# Anyone who works for Lynch Ambulance?



## themooingdawg (Feb 20, 2010)

I have an interview coming up next tuesday and i was wondering if anybody could give me any tips on the interview/written test and how its like working for them? Thanks!


----------



## Aprz (Feb 20, 2010)

Question. Have you seen this?


----------



## JPINFV (Feb 20, 2010)

I worked there for two years during undergrad from 2005-2007. As with any company, it has it's good and bad, some of which gets blown completely out of proportion. The written exam is (was?) multiple choice and not hard at all. For the interview, pretty much standard interview advice. Dress nicely, have copies of everything, etc. 

As far as the company itself, I'm going to start off by saying that a lot has changed over the past couple of years. What I will say with certain fact is that the company is a company of ranges. Every negative I can point out a positive to refute it and every positive I can point to a negative. I know for a fact that there's a new GM (2 I think, actually) and a few other upper management shuffles. The units are all Wheeled Coach with a mix of box ambulances (type 3s) and van ambulances (type 2s). When I left, there was something around 40 ambulances with the quality ranging from brand new to 'needs to be taken out back and shot.' Maintnance is done in house, so if there's a problem you can talk directly to the mechanic so that they can get it fixed (eventually). 
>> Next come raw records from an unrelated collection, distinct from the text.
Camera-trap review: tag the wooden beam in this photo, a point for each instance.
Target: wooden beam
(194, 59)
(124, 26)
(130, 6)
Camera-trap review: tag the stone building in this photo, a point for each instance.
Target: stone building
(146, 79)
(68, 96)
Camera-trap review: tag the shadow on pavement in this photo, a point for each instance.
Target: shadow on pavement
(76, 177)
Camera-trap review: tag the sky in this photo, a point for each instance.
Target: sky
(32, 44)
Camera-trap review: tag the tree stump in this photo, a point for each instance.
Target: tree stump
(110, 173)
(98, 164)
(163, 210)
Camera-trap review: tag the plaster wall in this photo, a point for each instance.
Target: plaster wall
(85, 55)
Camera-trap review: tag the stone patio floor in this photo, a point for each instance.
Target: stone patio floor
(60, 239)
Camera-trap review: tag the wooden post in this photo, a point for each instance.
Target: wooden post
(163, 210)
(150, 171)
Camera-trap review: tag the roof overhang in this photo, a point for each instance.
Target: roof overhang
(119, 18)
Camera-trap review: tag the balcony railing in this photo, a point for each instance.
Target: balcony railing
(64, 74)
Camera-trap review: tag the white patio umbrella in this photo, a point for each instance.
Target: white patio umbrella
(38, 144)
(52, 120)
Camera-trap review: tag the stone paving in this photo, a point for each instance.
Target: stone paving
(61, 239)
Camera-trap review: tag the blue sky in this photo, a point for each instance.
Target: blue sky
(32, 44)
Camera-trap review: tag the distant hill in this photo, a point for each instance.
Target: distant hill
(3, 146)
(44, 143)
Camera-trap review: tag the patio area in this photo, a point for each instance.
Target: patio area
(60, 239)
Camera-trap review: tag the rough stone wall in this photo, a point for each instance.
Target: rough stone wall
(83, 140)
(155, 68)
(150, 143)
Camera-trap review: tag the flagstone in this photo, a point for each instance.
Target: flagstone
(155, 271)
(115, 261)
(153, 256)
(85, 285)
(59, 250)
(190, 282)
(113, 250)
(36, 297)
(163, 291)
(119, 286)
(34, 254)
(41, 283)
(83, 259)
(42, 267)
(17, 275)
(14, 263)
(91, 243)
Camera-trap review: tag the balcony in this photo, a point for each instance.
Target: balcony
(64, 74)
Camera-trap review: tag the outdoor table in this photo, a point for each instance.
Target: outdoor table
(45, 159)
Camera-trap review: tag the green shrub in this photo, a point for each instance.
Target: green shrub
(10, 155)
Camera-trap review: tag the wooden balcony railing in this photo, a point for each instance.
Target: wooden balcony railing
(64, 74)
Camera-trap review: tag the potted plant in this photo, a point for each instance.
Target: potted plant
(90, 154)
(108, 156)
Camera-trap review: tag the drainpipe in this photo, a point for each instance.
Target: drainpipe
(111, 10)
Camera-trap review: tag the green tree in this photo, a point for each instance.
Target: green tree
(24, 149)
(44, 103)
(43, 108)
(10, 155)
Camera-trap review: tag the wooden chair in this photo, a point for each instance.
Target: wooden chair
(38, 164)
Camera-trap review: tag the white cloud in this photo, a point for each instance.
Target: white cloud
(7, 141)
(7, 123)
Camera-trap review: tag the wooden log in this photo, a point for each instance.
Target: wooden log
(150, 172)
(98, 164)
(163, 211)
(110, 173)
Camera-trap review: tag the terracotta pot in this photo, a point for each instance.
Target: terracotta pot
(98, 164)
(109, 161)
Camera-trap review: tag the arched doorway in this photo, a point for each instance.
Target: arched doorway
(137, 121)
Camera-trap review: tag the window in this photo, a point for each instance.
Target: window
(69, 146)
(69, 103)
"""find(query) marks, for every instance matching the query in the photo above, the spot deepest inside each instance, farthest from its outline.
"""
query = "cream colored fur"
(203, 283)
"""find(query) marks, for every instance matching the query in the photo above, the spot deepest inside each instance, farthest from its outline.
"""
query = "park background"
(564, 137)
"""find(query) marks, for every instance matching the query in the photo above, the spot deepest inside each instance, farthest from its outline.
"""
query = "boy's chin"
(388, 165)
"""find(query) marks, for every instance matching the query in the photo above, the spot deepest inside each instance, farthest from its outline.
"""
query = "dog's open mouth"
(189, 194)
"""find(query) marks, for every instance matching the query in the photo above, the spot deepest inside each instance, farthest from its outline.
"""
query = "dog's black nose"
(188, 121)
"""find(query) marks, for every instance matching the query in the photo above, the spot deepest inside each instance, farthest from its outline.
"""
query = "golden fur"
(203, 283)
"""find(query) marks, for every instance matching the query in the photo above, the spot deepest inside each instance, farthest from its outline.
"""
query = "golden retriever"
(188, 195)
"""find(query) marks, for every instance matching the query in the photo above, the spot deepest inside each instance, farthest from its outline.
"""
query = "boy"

There is field training (thank God...). The FTOs range from being good at their job to not fully understanding what all of the switches on the center console does. Operations management ranges from people who wants to support the front line employees to wanting to do the least amount of work needed. On the bright side, when I was there upper management seemed to be more than fair and level headed. Additionally, Orange County is bizarro world where the IFT EMT-Bs have more medical emergency experience than the 911 EMT-Bs. The only paramedics in OC are with the fire departments and there is no requirement from county for dispatchers to refuse and refer life threatening emergencies to 911, so you will end up on some pretty critical calls where you are it unless you decide to call for paramedics (in contrast, the 911 ambulances rarely beats the fire medics to the scene). When I was there, I averaged about one "emergency" (SNF->ER. severity varied) a shift. 

To be honest, if you have a work ethic and don't put off an attitude like you're trying to screw over management (you'd be surprised how many of those bottom feeders work on ambulances), it's not that bad. There are better places to work, however there are much much worse places as well.


----------



## eman00 (Feb 21, 2010)

turn the other way and run! never look back! lol, i agree with what JPINFV said, there are good and bad things about lynch, just like any other company. since i left, many things have changed and almost everybody i knew who worked there either quit and were fired. i probably know you JPINFV, i worked there from 2005-2008.


----------



## themooingdawg (Feb 21, 2010)

Yeah, I figured there are probably ambo companies out there that might be better, but getting experience as soon as possible might be a better way to go with


----------



## themooingdawg (Feb 24, 2010)

anybody here who has done the panel interview with Lynch, could you tell me how the interview was?


----------



## 46Young (Feb 24, 2010)

eman00 said:


> turn the other way and run! never look back! lol, i agree with what JPINFV said, there are good and bad things about lynch, just like any other company. since i left, many things have changed and almost everybody i knew who worked there either quit and were fired. i probably know you JPINFV, i worked there from 2005-2008.



His picture is on his homepage. Go take a look and see if you recognize him.


----------



## 46Young (Feb 24, 2010)

JPINFV said:


> I worked there for two years during undergrad from 2005-2007. As with any company, it has it's good and bad, some of which gets blown completely out of proportion. The written exam is (was?) multiple choice and not hard at all. For the interview, pretty much standard interview advice. Dress nicely, have copies of everything, etc.
> 
> As far as the company itself, I'm going to start off by saying that a lot has changed over the past couple of years. What I will say with certain fact is that the company is a company of ranges. Every negative I can point out a positive to refute it and every positive I can point to a negative. I know for a fact that there's a new GM (2 I think, actually) and a few other upper management shuffles. The units are all Wheeled Coach with a mix of box ambulances (type 3s) and van ambulances (type 2s). When I left, there was something around 40 ambulances with the quality ranging from brand new to 'needs to be taken out back and shot.' Maintnance is done in house, so if there's a problem you can talk directly to the mechanic so that they can get it fixed (eventually).
> 
> ...



Sounds like a typical, average IFT agency. Not horrible, but not stellar either. 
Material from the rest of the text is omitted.